World AIDS Day 2018: Know your status

A hand holding a small red AIDS ribbon.I distinctly remember learning about HIV and AIDS back in 1992 during my grade 7 Family Life class (no need to do the math to calculate how old that makes me!). AIDS was absolutely terrifying to this naïve 12 year old. I clearly recall a few things:

  1. HIV could not be transmitted through every day contact like a handshake, hug, or even from using the same toilet seat.
  2. HIV was transmitted through direct contact with bodily fluids, such as through unprotected sex or the use of intravenous drugs.
  3. HIV turned into AIDS, which then led to illness and certain death.
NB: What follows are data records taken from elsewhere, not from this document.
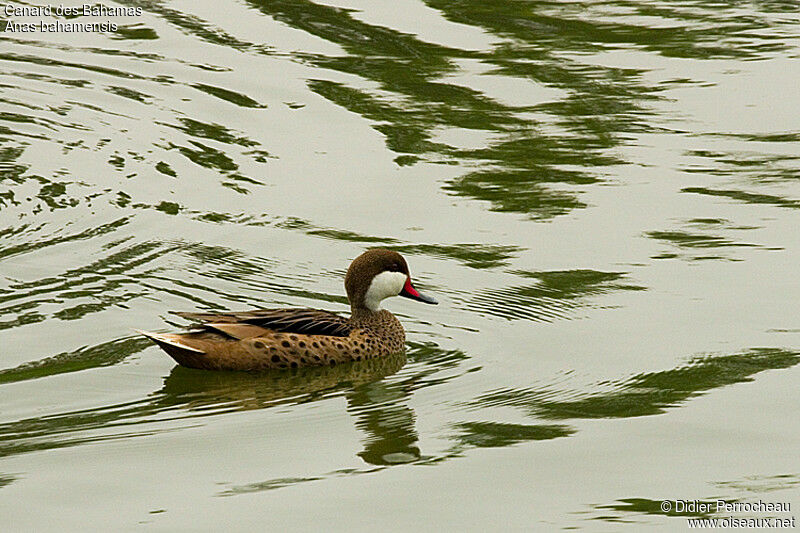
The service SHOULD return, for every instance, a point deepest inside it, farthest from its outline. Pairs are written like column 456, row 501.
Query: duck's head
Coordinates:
column 378, row 274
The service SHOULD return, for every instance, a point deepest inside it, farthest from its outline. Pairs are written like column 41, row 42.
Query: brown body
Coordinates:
column 290, row 338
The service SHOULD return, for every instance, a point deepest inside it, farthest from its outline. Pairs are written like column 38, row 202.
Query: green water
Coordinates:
column 604, row 196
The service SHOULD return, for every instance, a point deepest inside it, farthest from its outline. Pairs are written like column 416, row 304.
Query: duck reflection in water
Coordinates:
column 376, row 404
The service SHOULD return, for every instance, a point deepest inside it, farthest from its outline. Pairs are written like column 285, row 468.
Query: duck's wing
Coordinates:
column 254, row 323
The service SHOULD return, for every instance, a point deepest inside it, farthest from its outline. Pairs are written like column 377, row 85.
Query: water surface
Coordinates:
column 603, row 195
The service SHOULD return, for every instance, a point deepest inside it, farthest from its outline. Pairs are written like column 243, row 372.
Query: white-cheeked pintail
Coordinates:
column 288, row 338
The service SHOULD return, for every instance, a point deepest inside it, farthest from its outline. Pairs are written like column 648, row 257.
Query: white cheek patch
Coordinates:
column 383, row 285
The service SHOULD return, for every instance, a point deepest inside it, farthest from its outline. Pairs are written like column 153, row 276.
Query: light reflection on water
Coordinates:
column 196, row 161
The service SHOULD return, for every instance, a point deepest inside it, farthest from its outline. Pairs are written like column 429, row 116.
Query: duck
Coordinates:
column 284, row 338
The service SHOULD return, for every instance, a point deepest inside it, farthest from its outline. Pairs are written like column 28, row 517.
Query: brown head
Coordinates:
column 377, row 274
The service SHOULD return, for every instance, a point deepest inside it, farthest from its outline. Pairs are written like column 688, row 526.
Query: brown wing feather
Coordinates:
column 306, row 321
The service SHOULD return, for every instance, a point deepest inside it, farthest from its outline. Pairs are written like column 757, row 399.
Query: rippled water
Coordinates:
column 602, row 194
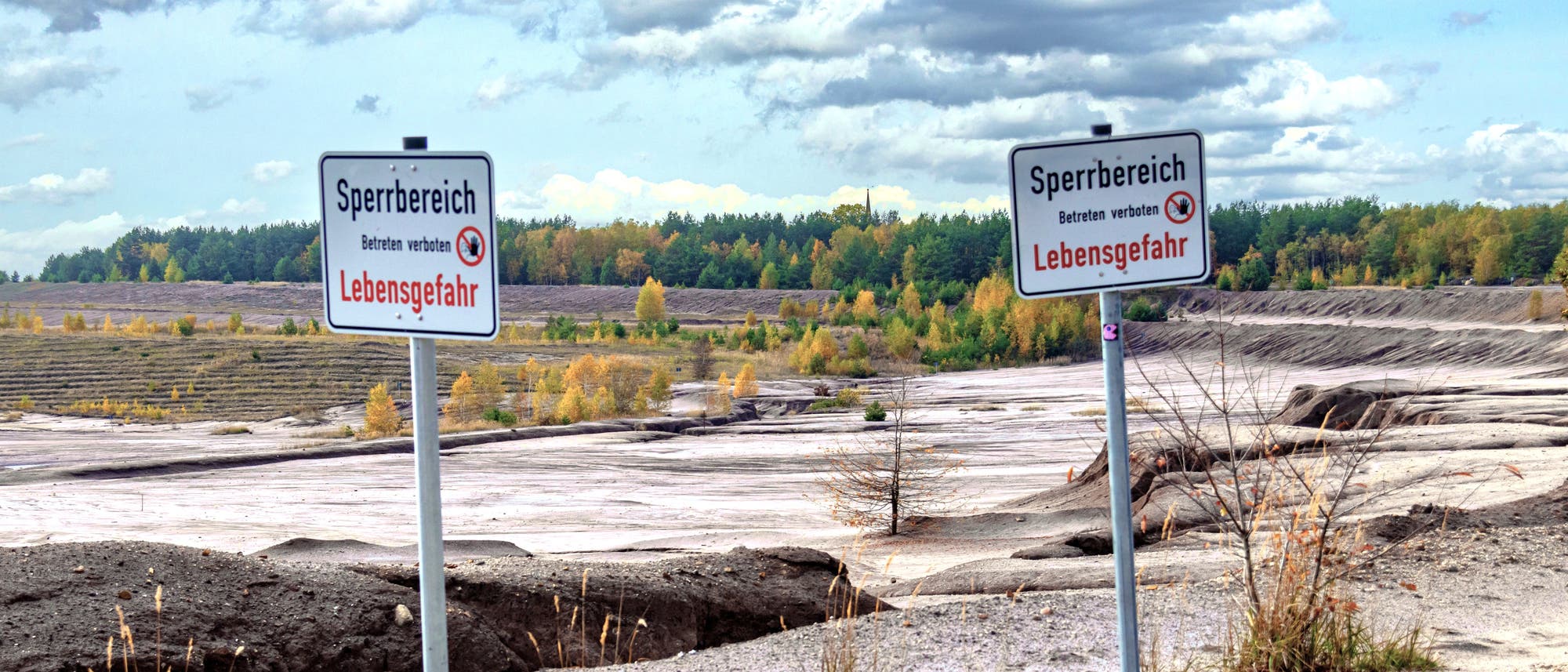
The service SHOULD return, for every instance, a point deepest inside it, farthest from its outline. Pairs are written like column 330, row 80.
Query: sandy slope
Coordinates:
column 625, row 496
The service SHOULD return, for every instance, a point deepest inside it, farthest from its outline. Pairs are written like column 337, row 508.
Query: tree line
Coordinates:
column 1351, row 241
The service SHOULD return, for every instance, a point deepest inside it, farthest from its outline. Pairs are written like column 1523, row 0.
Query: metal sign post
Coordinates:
column 1098, row 217
column 427, row 482
column 407, row 250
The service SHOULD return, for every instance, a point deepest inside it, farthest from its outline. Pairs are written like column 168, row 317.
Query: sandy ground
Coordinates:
column 636, row 496
column 573, row 495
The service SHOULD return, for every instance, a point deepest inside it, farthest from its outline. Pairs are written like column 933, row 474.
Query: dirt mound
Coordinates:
column 1340, row 405
column 1500, row 305
column 1330, row 346
column 57, row 603
column 354, row 550
column 59, row 609
column 1545, row 509
column 686, row 603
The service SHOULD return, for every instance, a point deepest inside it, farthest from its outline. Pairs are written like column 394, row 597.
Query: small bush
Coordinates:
column 504, row 418
column 1144, row 311
column 824, row 404
column 876, row 412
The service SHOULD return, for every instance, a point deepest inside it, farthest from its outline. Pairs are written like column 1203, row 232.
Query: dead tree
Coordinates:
column 876, row 484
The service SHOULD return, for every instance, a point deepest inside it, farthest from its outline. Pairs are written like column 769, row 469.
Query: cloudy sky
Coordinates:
column 117, row 114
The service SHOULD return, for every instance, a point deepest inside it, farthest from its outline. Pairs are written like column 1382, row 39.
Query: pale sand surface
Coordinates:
column 631, row 498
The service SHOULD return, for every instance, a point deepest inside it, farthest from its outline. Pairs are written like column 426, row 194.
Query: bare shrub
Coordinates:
column 880, row 482
column 1287, row 499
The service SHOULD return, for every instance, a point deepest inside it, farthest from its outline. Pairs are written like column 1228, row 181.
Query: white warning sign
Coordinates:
column 1109, row 214
column 407, row 244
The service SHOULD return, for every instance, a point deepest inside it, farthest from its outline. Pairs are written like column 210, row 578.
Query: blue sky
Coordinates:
column 117, row 114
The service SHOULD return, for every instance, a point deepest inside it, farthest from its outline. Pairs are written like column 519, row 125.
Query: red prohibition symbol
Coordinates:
column 1180, row 208
column 471, row 245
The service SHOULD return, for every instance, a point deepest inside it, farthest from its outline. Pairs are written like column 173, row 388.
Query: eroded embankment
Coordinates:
column 1332, row 346
column 1495, row 305
column 305, row 299
column 388, row 446
column 247, row 612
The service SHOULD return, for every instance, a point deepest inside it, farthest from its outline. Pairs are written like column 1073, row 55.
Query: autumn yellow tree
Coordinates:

Since taking on my new role, which focuses heavily on HIV, I’ve been brushing up on the facts related to HIV and AIDS. I’m really proud of my teacher for clearly articulating that HIV isn’t easily transmitted. I think that having this understanding prevented me from being unnecessarily afraid of people living with HIV. She also taught the importance of protected sex and not sharing needles, which is still absolutely key in preventing the spread of HIV. However, some things have changed and it’s super exciting!

The facts about HIV

Advances in testing and treatment have transformed the prognosis for people living with HIV. Did you know that:

  • HIV is now considered a chronic illness?
  • Treatment, for some, can consist of only one pill per day?
  • People can live their entire lives with HIV and not ever develop AIDS?
  • A person with HIV has every chance now to live almost as long as someone who does not carry the virus?

However, these facts are only true for people who are aware of their HIV status and are actively participating in treatment.

Know your status

The theme of this year’s World AIDS Day is “Know Your Status,” encouraging all of us to know our HIV status. The latest UNAIDS Report shows that between 10-20% of people do not know they are infected with HIV. If a person isn’t aware that they have HIV, they will not be receiving the treatment that they need to allow them to live a long, healthy life and they may not be taking the necessary precautions to prevent the transmission of the virus to others. Alternately, once a person knows they have HIV, they can access treatment and psychosocial supports to suppress the virus in their body and employ the necessary measures to avoid passing HIV on to their loved ones.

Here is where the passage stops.